Social etiquette a global problem

PUBLISHED : Sunday, 24 February, 2013, 12:00am
UPDATED : Sunday, 24 February, 2013, 1:50am

In recent years, the negativity between Hong Kong locals and mainlanders has been disheartening. The most discussed issue is the distasteful and unpleasant behaviour of mainlanders when travelling to Hong Kong.

In my honest opinion, I believe these misunderstandings may be explained by the cultural, social and educational differences between Hong Kong and the mainland. In a newspaper a while back, one writer accused Hongkongers of being intolerant towards innocent mainland children who eat, and sometimes urinate, in MTR stations. Instead of blaming a child, the writer said, Hong Kong locals should be forgiving and teach the child that this behaviour is unacceptable.

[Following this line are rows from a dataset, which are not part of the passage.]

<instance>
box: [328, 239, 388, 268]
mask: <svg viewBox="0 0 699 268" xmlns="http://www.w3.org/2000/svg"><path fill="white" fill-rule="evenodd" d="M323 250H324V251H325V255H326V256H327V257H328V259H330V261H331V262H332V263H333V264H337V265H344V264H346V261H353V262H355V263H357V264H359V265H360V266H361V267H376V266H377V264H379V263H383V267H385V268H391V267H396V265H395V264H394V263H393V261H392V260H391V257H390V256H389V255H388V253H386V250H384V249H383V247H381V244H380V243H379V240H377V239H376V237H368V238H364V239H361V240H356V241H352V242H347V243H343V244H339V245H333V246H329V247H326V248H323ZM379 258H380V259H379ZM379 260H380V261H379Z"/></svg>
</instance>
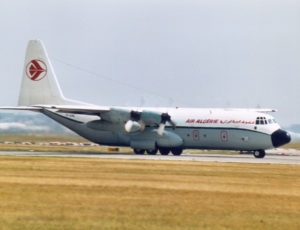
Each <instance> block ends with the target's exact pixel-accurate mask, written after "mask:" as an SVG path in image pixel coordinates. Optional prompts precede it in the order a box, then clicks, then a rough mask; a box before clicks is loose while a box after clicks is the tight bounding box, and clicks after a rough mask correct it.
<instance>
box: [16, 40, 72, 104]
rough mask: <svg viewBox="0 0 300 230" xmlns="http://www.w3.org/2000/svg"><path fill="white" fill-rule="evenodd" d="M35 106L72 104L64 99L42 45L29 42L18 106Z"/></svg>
mask: <svg viewBox="0 0 300 230" xmlns="http://www.w3.org/2000/svg"><path fill="white" fill-rule="evenodd" d="M37 104H51V105H65V104H74V102H72V101H69V100H67V99H65V98H64V96H63V94H62V92H61V89H60V86H59V84H58V81H57V79H56V76H55V73H54V70H53V67H52V65H51V63H50V60H49V58H48V55H47V52H46V49H45V47H44V45H43V43H42V42H41V41H39V40H31V41H29V43H28V46H27V50H26V56H25V64H24V70H23V78H22V84H21V90H20V95H19V102H18V105H19V106H30V105H37Z"/></svg>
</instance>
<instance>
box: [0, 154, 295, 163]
mask: <svg viewBox="0 0 300 230" xmlns="http://www.w3.org/2000/svg"><path fill="white" fill-rule="evenodd" d="M0 156H41V157H45V156H51V157H87V158H105V159H143V160H167V161H202V162H235V163H255V164H257V163H258V164H295V165H300V155H278V154H267V155H266V156H265V158H263V159H257V158H254V156H253V155H248V154H240V155H222V154H188V153H186V154H182V155H181V156H172V155H169V156H162V155H154V156H152V155H134V154H120V153H119V154H118V153H110V154H107V153H74V152H73V153H68V152H63V153H61V152H13V151H11V152H10V151H2V152H0Z"/></svg>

Undeniably, a child cannot be blamed if he or she has not been enriched with knowledge of social etiquette. However, this responsibility lies with the parents and teachers, and not strangers and bystanders on the street.

This behaviour does not solely exist among mainlanders. I once saw a Hong Kong caregiver guide seven children off a school bus then immediately start jaywalking. A driver honked his horn and motioned at the pedestrian walkway on the other side of the road, but the caregiver barked back, saying she had the right of way because she was with children.

The most astonishing part was when the children imitated her actions. Not only did she use the children as an excuse to evade responsibility, she also misled them into acting inappropriately. This reflects the problems in Hong Kong.

I lived abroad for many years throughout my career, and it is sad to say that this disorderly conduct not only occurs in China, but globally. From my understanding, Chinese nationals are quick to criticise when in fact they lack self-reflection. I am a Hongkonger and my elders are from the mainland. However, the common behaviour of mainlanders in Hong Kong makes me feel extremely helpless.